On Sunday 02 August 2015 11:46:14 Richard Brown wrote:
There's lots of reasons, we're a diverse community, but I would say one over-arching theme that is true for the vast majority of us is "we make openSUSE to make & use better technology"
Technology is a factor, but I'm sure that for the vast majority of us it is even more important to do something which matters, not technology for the sake of technology. We do want openSUSE to be used by people, we do want it to be recognized as relevant, we do want it to be popular. Our ambition is not to be a player in a small niche, but one of the dominant Linux distributions.
Embracing these realities and focusing the marketing of openSUSE accordingly is the concept the Board calls "The Makers Choice"
I perceive this as a very limiting concept. First thing is that it's confusing, because "maker" has a meaning coming from the maker movement. We could possibly address the maker movement, but I don't think we actually want to do this or would be in any particular good position to do so. The second thing is that it excludes all people who wouldn't consider themselves as makers. There are so many people who are technically interested, but still mostly use and consume technology not make them themselves, or who wouldn't consider what they do as making, even if we would. We do need to include passive users who are happy openSUSE users, but don't contribute yet. I do agree that we shouldn't address everybody, and that a technical audience suits us well. But I think this should be much broader than "makers". We have our strengths in the middle-ground between the real technical enthusiasts and the mass market end user. We provide a distribution which is slick and polished and has nice technical tools, so that a broad number of people can use it. We do require a bit of technical understanding, but not too much. I think this is actually a pretty good position, which can reach a lot of people. Let's not waste it.

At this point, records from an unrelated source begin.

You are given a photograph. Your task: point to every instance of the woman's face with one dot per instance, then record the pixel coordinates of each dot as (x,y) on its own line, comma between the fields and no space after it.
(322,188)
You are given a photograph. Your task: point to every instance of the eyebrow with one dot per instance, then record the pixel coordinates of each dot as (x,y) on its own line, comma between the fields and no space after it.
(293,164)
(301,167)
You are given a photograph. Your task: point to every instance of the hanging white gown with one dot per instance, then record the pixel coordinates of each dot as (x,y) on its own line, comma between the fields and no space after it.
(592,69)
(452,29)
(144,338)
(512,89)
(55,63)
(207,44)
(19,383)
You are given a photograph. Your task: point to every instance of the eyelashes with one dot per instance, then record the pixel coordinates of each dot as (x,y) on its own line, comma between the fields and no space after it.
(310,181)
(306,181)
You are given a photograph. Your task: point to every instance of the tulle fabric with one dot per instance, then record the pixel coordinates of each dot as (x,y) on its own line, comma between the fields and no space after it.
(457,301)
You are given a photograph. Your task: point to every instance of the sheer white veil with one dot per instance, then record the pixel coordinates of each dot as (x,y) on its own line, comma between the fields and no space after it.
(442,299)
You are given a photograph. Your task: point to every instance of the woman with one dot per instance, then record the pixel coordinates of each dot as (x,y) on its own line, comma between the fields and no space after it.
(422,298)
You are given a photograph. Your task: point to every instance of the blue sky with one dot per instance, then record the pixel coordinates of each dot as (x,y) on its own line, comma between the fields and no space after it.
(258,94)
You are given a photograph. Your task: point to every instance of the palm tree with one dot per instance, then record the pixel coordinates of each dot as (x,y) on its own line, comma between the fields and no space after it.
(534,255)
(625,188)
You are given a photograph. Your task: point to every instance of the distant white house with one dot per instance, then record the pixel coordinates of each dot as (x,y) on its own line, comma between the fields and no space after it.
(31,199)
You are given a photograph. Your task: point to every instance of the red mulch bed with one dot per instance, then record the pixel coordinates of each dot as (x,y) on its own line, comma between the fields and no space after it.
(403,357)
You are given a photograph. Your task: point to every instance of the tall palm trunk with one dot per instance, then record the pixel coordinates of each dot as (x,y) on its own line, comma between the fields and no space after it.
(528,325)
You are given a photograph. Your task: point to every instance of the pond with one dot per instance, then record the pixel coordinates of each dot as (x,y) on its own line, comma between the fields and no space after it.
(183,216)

More *contributors* mean we can build more, build better and find more people to help is build even more, and build even better.
Popular, attractive, growing, visible, relevant projects get contributors, not projects who want to have contributors for the sake of contributing. I think it's actually really simple. Do something with matters to users and contributors will naturally come.
And that's fine, great, and I look forward to that day - but lets spend the majority of our time and effort focusing where we get the most benefit, which in my opinion really means embracing the concept of 'The Makers Choice' and using it as a strong guide to direct our marketing efforts for the next years.
This will drive us into a rathole of irrelevance where only few people will
find us again. That's not where I want to be.